As for him, bitterness left him long ago. In this matter at least. He is too accu
stomed to the other bitterness, the one that tarnishes his daily life, mine, that I had come to Paris to forget.
Yes, Fafou had also made him suffer terribly. Even when she said to him: ‘And so you think that it is Frantz who has the better role? Come on, darling, you cannot see me calling you ‘Daddy’? Let the grown-ups play at families: you are still my mad passion, darling, my greedy Pierrot …’
‘I’ll meet you at the corner of the out-of-the-way streets,’ she said. ‘We’ll go and make love in garrets …’
Pierre was twenty. No: twenty-one. He had played and lost. But that was fifteen years ago. She was his first mistress … If he had been a few years older, he would perhaps have got the better of the other man, whether he was the legitimate father or not. Now, here he is, chained to his wife, to the depressing sadness of a life of drudgery. But he has not forgotten Fafou, her fantasy, her moving appetite for life, her excessive, demanding sensuality, which is at the heart of the entire drama.
Fafou. And there I was, ready to forget that drama, to reduce her to the level of a mere, somewhat superficial, fantasy, which I most needed, and as on every other occasion, here I am plunging back into stupefied sadness.
‘Do not leave me!’ I had begged, without any pride. Already.
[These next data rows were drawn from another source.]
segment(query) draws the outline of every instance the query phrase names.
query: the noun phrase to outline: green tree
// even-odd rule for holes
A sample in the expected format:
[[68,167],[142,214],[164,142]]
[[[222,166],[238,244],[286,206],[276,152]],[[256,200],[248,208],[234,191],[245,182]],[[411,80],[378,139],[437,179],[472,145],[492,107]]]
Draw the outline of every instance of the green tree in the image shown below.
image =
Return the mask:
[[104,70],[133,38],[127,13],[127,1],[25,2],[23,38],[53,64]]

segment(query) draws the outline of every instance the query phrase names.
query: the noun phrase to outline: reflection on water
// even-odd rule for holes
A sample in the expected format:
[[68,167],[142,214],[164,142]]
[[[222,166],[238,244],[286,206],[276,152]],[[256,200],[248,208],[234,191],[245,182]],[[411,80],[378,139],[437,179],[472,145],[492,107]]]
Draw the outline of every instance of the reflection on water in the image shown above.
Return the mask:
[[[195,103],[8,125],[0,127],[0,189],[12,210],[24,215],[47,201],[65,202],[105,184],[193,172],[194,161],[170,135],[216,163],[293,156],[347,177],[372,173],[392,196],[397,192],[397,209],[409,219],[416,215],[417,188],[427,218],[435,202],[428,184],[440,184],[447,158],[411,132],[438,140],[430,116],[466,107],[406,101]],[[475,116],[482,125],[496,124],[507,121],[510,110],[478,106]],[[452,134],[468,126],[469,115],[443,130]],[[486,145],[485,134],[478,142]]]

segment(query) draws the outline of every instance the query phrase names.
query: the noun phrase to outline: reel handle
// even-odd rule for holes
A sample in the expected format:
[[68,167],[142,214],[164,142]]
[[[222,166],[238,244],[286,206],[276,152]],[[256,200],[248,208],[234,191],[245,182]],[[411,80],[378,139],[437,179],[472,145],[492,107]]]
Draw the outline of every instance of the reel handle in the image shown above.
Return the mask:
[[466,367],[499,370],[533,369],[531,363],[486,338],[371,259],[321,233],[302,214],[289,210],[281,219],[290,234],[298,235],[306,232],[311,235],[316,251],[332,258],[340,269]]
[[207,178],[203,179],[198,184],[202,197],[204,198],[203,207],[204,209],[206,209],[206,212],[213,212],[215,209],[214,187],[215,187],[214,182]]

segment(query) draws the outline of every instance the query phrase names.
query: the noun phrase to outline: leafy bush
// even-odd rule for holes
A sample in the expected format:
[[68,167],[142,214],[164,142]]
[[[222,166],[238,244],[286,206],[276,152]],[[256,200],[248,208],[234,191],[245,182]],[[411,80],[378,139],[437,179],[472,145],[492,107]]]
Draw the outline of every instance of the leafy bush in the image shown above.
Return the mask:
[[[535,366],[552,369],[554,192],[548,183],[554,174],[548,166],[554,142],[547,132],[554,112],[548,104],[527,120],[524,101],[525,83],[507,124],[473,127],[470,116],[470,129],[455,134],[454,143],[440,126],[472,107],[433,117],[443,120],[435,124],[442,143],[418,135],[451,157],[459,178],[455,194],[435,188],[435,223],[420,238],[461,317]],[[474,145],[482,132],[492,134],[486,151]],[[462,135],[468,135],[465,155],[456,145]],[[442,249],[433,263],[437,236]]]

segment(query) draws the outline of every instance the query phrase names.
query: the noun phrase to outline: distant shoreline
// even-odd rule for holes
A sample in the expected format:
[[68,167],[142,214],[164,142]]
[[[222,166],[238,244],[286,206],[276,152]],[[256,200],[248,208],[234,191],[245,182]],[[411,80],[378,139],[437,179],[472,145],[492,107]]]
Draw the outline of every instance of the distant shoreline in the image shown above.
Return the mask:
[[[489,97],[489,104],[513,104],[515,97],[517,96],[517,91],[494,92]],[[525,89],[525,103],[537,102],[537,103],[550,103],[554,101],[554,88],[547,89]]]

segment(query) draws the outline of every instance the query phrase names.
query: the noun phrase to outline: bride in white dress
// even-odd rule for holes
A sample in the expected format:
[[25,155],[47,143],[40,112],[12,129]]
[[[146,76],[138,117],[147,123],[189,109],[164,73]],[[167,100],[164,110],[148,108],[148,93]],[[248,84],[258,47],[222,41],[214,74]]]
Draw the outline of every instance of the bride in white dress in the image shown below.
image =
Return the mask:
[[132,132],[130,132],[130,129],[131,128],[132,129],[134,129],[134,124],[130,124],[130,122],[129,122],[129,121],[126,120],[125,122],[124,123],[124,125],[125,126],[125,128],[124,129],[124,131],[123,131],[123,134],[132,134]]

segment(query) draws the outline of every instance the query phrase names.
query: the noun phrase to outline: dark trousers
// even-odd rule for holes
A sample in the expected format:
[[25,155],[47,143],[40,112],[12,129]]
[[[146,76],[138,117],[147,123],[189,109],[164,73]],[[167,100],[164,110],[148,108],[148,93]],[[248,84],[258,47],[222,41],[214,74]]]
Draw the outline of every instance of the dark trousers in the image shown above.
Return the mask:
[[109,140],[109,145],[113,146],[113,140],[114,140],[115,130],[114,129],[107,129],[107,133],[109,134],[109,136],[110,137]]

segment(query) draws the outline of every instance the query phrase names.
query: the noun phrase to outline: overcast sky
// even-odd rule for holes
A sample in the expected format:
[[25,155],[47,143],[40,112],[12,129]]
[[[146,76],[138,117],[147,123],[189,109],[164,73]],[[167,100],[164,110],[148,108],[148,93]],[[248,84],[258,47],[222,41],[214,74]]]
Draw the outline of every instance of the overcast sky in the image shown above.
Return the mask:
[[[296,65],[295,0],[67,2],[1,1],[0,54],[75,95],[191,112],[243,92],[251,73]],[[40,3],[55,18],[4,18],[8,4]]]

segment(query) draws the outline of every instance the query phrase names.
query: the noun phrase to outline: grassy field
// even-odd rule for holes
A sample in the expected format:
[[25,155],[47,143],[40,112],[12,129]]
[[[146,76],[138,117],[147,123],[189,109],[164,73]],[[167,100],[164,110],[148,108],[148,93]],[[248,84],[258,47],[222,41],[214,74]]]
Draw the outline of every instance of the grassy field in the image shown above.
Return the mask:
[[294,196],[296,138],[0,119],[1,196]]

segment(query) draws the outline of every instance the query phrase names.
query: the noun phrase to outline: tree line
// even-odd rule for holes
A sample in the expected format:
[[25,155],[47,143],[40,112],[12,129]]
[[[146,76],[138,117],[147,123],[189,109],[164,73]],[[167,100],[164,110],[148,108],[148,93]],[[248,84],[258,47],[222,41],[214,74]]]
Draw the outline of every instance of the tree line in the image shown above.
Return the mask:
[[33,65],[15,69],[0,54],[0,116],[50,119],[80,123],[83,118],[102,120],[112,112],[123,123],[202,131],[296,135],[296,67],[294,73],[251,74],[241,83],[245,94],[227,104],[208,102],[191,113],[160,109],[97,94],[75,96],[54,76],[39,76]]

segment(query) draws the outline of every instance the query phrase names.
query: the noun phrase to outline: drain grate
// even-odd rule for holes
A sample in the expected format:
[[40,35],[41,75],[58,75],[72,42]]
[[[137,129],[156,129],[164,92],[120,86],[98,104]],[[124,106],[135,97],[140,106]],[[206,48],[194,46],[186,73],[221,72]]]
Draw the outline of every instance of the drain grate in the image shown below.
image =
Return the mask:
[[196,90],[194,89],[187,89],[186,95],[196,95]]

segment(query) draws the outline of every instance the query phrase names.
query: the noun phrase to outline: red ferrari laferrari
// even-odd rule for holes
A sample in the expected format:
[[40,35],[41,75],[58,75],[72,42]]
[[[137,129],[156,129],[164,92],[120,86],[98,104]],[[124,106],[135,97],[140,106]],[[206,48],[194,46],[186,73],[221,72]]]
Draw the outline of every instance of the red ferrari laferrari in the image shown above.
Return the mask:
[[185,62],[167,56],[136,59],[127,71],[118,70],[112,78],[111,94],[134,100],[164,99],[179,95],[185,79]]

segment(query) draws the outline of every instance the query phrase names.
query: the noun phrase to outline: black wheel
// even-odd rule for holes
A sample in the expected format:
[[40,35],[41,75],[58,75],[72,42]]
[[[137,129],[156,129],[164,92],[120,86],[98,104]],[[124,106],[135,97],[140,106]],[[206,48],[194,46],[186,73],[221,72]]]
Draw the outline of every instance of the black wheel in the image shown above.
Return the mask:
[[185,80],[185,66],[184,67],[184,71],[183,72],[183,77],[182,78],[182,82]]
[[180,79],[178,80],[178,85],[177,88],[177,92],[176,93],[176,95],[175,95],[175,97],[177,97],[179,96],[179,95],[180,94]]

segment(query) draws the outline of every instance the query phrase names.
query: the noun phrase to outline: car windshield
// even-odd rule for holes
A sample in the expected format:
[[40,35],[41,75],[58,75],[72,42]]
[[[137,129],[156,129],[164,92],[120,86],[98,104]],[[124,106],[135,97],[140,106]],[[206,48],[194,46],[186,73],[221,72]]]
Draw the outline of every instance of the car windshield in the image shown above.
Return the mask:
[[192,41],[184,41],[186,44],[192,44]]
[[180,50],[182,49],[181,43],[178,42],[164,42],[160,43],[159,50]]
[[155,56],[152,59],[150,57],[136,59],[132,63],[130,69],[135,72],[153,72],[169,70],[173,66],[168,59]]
Chase away that image, seek others which are confused in my memory with the taste of her lipstick. ‘And our passionate, blood-red kisses made our fairy godmothers cry …’ Apollinaire, her passion. Prévert, Carco, her infatuations, all that atmosphere.
Her voice against my mouth drowned my words beneath the kisses, the bites: ‘But I am not leaving you, I am marrying Frantz, because of the baby, that’s all …’
My tears gave our kisses the taste of salt, of utter defeat. How old will the child be, that child, who stole him from me? Fifteen … Already? Time has perhaps not passed for Pierre, nor for me. But I can gauge it by the age of that child. Fafou always said ‘the child’. Never ‘my’ child, nor ours. Even less ‘yours’.